Treangen, an assistant professor of computer science in Rice's Brown School of Engineering, is co-lead of COV-IRT, the COVID-19 International Research Team, which recently held its second international symposium on the latest breakthroughs.
The Treangen lab's COVID-19 diagnostics team, led by doctoral student Nicolae Sapoval, postdoctoral scientist Leo Elworth and Treangen, has developed novel bioinformatics software called OliVar, which allows researchers and assay developers to automate and design assays that target regions of the virus genome that have the lowest frequency of mutation. The software aids in designing high-quality molecular detection assays that specifically target regions of high genomic stability. The ability to identify stable genomic regions helps ensure test longevity and robustness for viral genomes that mutate often and evolve rapidly in nature.
Additional OliVar team members include software engineer Bryce Kille and doctoral students Yunxi Liu and Yilei Fu.
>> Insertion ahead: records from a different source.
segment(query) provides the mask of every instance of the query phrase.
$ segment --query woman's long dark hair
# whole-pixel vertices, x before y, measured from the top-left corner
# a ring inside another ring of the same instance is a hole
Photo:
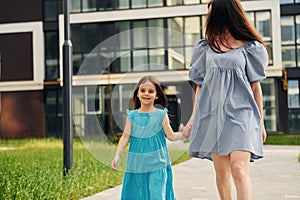
[[[226,48],[232,49],[228,46],[225,40],[225,33],[228,31],[236,40],[253,41],[257,40],[264,45],[261,36],[256,28],[251,24],[247,15],[239,2],[239,0],[212,0],[208,4],[210,8],[206,19],[205,36],[208,45],[212,49],[223,52],[220,44]]]
[[[160,104],[164,108],[166,108],[168,106],[168,99],[167,99],[166,95],[164,94],[163,89],[162,89],[159,81],[157,80],[157,78],[154,76],[144,76],[140,79],[140,81],[136,85],[136,88],[133,92],[132,104],[133,104],[134,109],[138,109],[141,107],[141,101],[138,98],[137,93],[139,91],[140,85],[143,83],[146,83],[147,81],[153,83],[153,85],[155,86],[155,89],[156,89],[157,99],[155,99],[154,104]]]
"This exciting collaboration with Great Basin will allow for computational methods and software developed in my research group to directly contribute to fast, sensitive and affordable detection and monitoring of SARS-CoV-2 and emerging pathogens," Treangen said.
Salt Lake City-based Great Basin is using OliVar-generated primer and probe designs to optimize, test, validate and incorporate into its Great Basin SARS-CoV-2 Direct Test, a reverse transcription polymerase chain reaction-based test currently in late-stage development that aims to detect SARS-CoV-2 RNA directly from upper respiratory patient specimens. The company is expected to seek emergency use authorization for the test from the Food and Drug Administration later this year.
– Heather Ferreyra is a publicist and marketing specialist in Rice’s Department of Computer Science.